I kiss him and inhale the non-existent baby smell that I can still recreate from memory. Today he smells of body lotion and shampoo, but his skin still feels as soft as that chubby dumpling who first made me a mother.
I run my fingers through his hair, frustrated at how long it still takes him to fall asleep, worried about him not getting enough sleep before school, his rough hair invoking the working-mother’s-guilt of how I always forget to oil his hair regularly. In a few minutes, the movements of my fingers have calmed me down and I do what I’m meant to do in that moment: I look down on the sleeping face of my baby, marvel at how big he has grown, grateful about how much he wants me even on days when I push him away, hard.
He has deep, sunken eyes, like mine, so I wonder if he will obsess over dark circles the way I did when I was a teenager. Don’t worry about it, Ro, I want to tell him. There will be times when how you look will seem like the cornerstone of your existence. That phase will come more often than anyone will admit: at all ages. But it doesn’t matter. Truly. I wish I could rub that into his consciousness, make it a muscle memory so his confidence is never battered over this particular issue. If only I could. The lips part slightly and I know he’s slipped into sleep, his hand lighter on my knees, easier to remove if I want to get up. But now, I want to sit and watch him, a little while longer.
This is where I have imaginary conversations in my head with him, when I tell him things that the rational part of my mommy-brain won’t let me, when he’s awake. I want to tell him that it’s okay if he finds the world confusing, and that there will be many days when he will wish he could unlearn the things that make him who is he. That there is no right way of doing things; that sometimes not breaking the rules takes as much courage as breaking them.
That he will suffer because he has inherited both my sentimentality and his father’s inability to express. That the storms will rage and build in him, without the outlet of words that I have, or the armour of the I-get-knocked-down-but-I-get-up-again soul that my husband has. And that it may not get better, but it always gets easier.

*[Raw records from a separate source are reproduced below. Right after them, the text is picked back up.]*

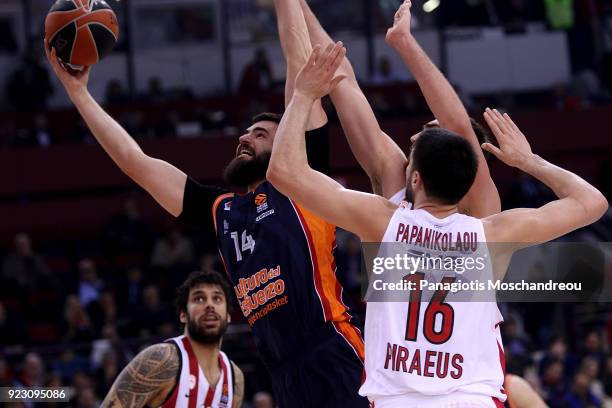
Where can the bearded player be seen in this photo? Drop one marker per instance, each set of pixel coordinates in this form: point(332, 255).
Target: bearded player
point(189, 370)
point(278, 255)
point(416, 357)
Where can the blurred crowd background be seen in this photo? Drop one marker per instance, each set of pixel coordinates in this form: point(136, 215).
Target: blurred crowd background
point(89, 263)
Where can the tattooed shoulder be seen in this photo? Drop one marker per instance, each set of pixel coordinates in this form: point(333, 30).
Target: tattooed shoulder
point(146, 380)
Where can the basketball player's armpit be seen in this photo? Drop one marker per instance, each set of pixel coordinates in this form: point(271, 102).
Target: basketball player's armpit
point(238, 386)
point(146, 380)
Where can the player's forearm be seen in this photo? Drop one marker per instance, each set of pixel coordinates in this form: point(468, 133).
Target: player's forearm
point(566, 184)
point(112, 137)
point(438, 92)
point(293, 33)
point(289, 157)
point(318, 35)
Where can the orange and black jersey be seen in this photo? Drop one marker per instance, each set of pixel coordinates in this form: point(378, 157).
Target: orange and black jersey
point(280, 258)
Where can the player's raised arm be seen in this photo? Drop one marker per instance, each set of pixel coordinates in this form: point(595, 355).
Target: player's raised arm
point(163, 181)
point(290, 173)
point(483, 199)
point(380, 157)
point(296, 47)
point(579, 203)
point(147, 380)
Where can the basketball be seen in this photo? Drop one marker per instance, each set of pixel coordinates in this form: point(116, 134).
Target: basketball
point(81, 31)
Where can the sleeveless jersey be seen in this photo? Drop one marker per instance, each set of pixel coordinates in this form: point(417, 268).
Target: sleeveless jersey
point(280, 258)
point(192, 389)
point(456, 348)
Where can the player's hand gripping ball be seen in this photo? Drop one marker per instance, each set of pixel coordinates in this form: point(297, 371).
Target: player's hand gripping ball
point(81, 31)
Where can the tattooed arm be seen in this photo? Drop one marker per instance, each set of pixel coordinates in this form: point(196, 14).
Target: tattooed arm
point(238, 386)
point(146, 380)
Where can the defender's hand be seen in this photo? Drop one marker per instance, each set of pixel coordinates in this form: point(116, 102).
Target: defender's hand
point(72, 80)
point(514, 149)
point(318, 76)
point(401, 24)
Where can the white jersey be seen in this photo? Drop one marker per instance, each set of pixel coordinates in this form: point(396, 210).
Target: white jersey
point(455, 350)
point(193, 389)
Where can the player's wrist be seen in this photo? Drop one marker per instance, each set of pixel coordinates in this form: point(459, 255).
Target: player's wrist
point(302, 95)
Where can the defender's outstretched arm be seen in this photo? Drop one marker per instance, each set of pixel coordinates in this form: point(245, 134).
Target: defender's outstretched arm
point(289, 170)
point(296, 47)
point(483, 198)
point(163, 181)
point(379, 156)
point(579, 203)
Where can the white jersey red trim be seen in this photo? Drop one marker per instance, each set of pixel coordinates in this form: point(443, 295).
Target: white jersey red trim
point(469, 362)
point(193, 389)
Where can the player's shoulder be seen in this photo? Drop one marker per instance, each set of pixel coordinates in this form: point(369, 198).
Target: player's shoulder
point(160, 354)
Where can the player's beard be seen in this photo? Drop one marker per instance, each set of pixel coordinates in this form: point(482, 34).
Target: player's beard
point(242, 173)
point(201, 335)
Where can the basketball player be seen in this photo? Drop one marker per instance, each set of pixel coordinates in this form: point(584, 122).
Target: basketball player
point(279, 256)
point(384, 162)
point(189, 370)
point(408, 361)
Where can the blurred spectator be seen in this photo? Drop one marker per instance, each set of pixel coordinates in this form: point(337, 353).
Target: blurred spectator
point(107, 373)
point(86, 398)
point(110, 342)
point(41, 133)
point(29, 87)
point(384, 74)
point(104, 310)
point(263, 399)
point(127, 232)
point(6, 376)
point(210, 262)
point(115, 93)
point(592, 346)
point(557, 351)
point(155, 92)
point(590, 368)
point(130, 292)
point(580, 396)
point(90, 285)
point(154, 314)
point(553, 384)
point(32, 373)
point(24, 267)
point(77, 324)
point(172, 251)
point(257, 75)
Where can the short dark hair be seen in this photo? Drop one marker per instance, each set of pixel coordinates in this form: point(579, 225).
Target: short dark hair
point(447, 164)
point(198, 278)
point(269, 116)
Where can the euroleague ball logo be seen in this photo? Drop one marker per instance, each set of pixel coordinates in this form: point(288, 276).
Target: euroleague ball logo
point(261, 199)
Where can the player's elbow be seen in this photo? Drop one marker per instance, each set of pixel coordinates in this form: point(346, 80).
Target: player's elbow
point(596, 205)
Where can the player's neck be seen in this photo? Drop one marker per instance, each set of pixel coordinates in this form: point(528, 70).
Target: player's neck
point(436, 209)
point(253, 187)
point(207, 355)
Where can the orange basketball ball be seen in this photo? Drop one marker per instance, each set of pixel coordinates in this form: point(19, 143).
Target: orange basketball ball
point(81, 31)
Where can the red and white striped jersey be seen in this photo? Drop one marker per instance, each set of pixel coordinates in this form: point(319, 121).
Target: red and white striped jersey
point(193, 390)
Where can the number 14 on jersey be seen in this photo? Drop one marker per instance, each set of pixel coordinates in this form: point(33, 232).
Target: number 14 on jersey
point(246, 243)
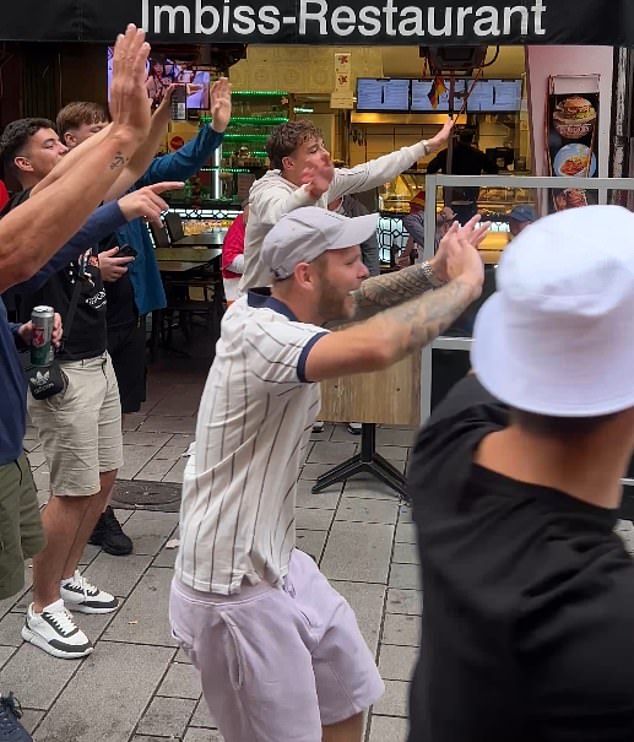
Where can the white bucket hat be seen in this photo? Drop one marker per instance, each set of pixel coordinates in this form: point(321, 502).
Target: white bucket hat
point(557, 338)
point(304, 234)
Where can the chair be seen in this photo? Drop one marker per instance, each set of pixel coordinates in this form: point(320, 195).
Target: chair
point(174, 225)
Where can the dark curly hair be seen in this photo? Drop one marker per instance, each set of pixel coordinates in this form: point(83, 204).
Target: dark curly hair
point(16, 136)
point(286, 138)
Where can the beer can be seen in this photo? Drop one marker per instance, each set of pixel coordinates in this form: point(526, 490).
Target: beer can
point(42, 352)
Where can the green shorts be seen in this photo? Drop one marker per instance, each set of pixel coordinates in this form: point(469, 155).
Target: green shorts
point(21, 534)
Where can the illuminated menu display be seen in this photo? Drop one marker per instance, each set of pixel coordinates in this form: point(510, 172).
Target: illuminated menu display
point(382, 95)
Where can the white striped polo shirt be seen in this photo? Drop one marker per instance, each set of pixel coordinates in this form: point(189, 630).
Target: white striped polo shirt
point(237, 517)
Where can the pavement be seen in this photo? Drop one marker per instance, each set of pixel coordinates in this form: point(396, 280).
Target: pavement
point(137, 685)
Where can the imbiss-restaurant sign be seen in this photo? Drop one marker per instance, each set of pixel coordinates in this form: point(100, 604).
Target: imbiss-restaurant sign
point(332, 22)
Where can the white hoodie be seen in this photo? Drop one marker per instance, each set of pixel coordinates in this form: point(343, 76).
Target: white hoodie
point(272, 196)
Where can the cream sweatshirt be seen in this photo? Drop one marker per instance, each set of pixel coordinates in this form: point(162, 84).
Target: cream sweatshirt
point(272, 196)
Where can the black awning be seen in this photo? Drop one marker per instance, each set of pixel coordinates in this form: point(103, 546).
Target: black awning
point(331, 22)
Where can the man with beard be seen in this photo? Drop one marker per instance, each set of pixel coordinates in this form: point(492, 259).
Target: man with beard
point(279, 650)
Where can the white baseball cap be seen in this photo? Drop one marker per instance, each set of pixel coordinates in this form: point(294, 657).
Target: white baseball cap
point(304, 234)
point(557, 338)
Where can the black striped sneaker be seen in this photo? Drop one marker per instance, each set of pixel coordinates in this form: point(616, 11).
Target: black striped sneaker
point(79, 595)
point(54, 631)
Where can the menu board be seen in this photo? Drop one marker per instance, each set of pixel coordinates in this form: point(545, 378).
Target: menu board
point(382, 95)
point(422, 94)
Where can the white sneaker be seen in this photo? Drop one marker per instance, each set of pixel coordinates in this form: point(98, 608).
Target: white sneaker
point(79, 595)
point(54, 631)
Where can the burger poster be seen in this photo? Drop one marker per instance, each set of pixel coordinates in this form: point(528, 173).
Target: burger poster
point(572, 129)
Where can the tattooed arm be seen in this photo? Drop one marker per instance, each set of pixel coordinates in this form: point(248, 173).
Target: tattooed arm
point(394, 333)
point(390, 289)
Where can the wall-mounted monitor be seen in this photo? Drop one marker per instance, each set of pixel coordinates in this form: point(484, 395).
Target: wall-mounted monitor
point(162, 72)
point(382, 95)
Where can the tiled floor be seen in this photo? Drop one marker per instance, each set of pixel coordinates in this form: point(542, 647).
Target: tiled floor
point(137, 685)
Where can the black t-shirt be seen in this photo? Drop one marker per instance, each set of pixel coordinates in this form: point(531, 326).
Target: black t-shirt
point(121, 307)
point(528, 619)
point(86, 338)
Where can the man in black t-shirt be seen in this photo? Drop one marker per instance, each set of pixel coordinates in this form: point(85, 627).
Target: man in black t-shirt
point(528, 620)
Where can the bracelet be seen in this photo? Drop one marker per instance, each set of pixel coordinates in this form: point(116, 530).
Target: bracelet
point(429, 274)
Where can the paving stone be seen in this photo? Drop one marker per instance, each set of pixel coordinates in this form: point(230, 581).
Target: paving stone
point(203, 735)
point(5, 655)
point(175, 474)
point(312, 471)
point(155, 469)
point(331, 453)
point(127, 675)
point(118, 575)
point(181, 681)
point(409, 602)
point(31, 718)
point(358, 553)
point(397, 663)
point(202, 716)
point(134, 459)
point(406, 576)
point(313, 519)
point(35, 677)
point(395, 437)
point(388, 729)
point(363, 510)
point(395, 702)
point(366, 601)
point(149, 530)
point(405, 554)
point(166, 424)
point(167, 716)
point(328, 499)
point(10, 628)
point(143, 619)
point(401, 629)
point(405, 533)
point(312, 542)
point(155, 440)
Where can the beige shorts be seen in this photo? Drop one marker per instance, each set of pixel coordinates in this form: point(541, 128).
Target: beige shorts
point(80, 428)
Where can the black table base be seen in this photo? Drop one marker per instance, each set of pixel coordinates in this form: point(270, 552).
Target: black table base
point(368, 461)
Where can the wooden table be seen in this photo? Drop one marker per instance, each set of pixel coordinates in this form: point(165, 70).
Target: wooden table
point(177, 266)
point(188, 254)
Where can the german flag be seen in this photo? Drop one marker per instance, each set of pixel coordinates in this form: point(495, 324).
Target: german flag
point(438, 88)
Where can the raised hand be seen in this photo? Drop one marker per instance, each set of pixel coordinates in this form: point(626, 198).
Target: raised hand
point(318, 176)
point(147, 202)
point(129, 108)
point(220, 104)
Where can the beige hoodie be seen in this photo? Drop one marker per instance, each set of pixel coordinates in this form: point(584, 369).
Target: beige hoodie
point(272, 196)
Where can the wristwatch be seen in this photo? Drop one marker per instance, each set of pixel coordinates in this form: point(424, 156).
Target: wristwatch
point(429, 274)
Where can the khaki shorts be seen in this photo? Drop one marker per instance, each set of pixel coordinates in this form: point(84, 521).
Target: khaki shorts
point(80, 428)
point(21, 534)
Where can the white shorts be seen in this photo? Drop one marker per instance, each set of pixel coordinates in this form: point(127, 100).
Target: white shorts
point(277, 664)
point(80, 428)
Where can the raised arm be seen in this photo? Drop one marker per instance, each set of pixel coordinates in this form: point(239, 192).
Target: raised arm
point(391, 335)
point(381, 292)
point(34, 231)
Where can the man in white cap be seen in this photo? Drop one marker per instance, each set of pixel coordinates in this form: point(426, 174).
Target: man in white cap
point(279, 651)
point(528, 627)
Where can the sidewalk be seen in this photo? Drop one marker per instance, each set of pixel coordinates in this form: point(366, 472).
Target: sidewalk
point(137, 685)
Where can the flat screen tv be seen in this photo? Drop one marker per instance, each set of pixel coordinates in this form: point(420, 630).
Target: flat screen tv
point(162, 72)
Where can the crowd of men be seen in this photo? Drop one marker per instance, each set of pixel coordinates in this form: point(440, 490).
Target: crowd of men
point(515, 479)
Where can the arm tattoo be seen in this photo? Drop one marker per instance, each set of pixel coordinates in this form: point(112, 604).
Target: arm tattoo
point(118, 161)
point(388, 290)
point(419, 321)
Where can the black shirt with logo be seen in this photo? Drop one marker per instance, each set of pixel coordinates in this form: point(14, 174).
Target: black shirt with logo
point(528, 611)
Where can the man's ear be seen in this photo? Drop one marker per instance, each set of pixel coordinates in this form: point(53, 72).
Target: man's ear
point(23, 163)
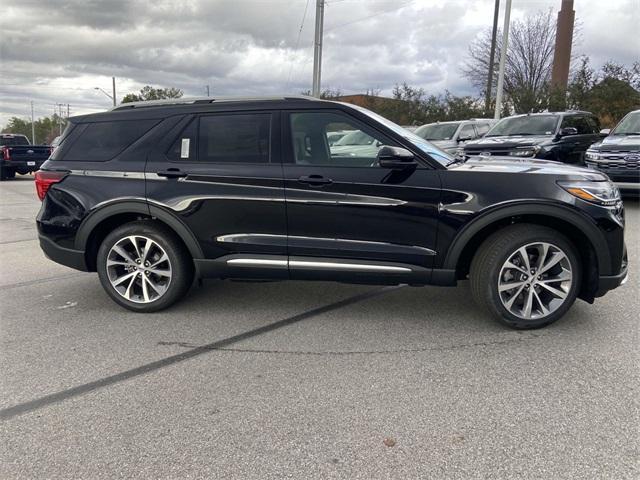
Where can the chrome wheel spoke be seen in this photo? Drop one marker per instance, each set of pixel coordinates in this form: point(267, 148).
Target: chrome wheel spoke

The hair on his upper-lip has begun to grow darker: two days ago, he looked up from his homework with a question, his face awash with that soft afternoon light that makes everything seem ethereal. In that instant, his future-moustache caught my eye and stopped my heart. So soon? It can’t be.
How do I tell him that I write him letters in my head? Letters to the 10 year old. The 14 year old. The 20 year old. The 33 year old. The boy who falls in love and/or gets his heart broken. The boy who will wonder which path to choose: the one that instructs him that he is the master of his own destiny, or the one that tells him control is just a mirage, both ending A or B, already dictated by his choices. That I want to leave him clues about life just as much as I want him to solve the puzzles on his own.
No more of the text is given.